La luz está compuesta por finas navajas voladoras que rasgan, al contacto, tus glóbulos oculares.
Tu cabeza es yunque para un martillo. Caja de percusión para todo ritmo.
El sonido es un fluir de agujas invisibles que pincha tus tímpanos.
Cierras los ojos y tienes alucinaciones geométricas y de colores estridentes. Serían bellas las alucinaciones si no dolieran tanto.
Duermes y la oscuridad del sueño se llena de incongruencias que provocan angustia. Un sueño pastoso, profundo, incómodo.
Alucinas. Imaginas cosas. Piensas: si la cabeza pudiera desatornillarse, la dejarías puesta sobre el librero, hasta que pasara el dolor.
Pero luego, tendrías que deshacerte también del asco en el pecho, ése que no te permite comer ni un bocado.

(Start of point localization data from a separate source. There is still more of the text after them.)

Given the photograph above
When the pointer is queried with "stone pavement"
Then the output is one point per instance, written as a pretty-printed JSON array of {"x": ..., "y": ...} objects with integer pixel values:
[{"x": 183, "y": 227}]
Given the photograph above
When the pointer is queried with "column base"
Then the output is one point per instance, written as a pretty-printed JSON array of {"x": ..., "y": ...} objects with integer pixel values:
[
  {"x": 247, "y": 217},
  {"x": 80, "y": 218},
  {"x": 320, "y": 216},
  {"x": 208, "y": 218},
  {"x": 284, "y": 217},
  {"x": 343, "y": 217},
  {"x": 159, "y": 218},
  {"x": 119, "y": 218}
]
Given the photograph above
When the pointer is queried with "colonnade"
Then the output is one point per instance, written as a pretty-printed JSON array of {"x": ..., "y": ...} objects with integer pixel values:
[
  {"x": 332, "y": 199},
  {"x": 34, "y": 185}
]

Ves luces. Ves círculos morados y franjas azul cobalto.
El dolor es la suave sábana que acaricia tus órganos y que te permite percibir formas exactas: reconoces la redondez de tus ojos, la profundidad de tus cuencas, la profundidad y las curvas del cerebro.
Sabes que va a llover. La presión del agua en las nubes es la misma presión que sientes en tu cabeza. El dolor no va a ceder hasta que ceda el agua, es decir, hasta que caiga una buena, fuerte, feroz tormenta.
Por qué sientes en tu cabeza la presión de las nubes, no lo sabes. Te preguntas si eres pariente de las nubes. Te preguntas si tu cabeza es una nube. Y si tu cabeza es una nube, ¿son tus palabras agua? ¿Son tus pensamientos agua? ¿Es llorar llover?
La migraña es un camino lleno de piedras duras, secas, filosas. Algo así como caminar descalzo dentro de un cuento de Juan Rulfo. Espinarse. Y doler. Cortarse. Y doler. Tropezar. Y doler. Caerse. Y doler. Dormir. Y doler. Soñar. Y doler.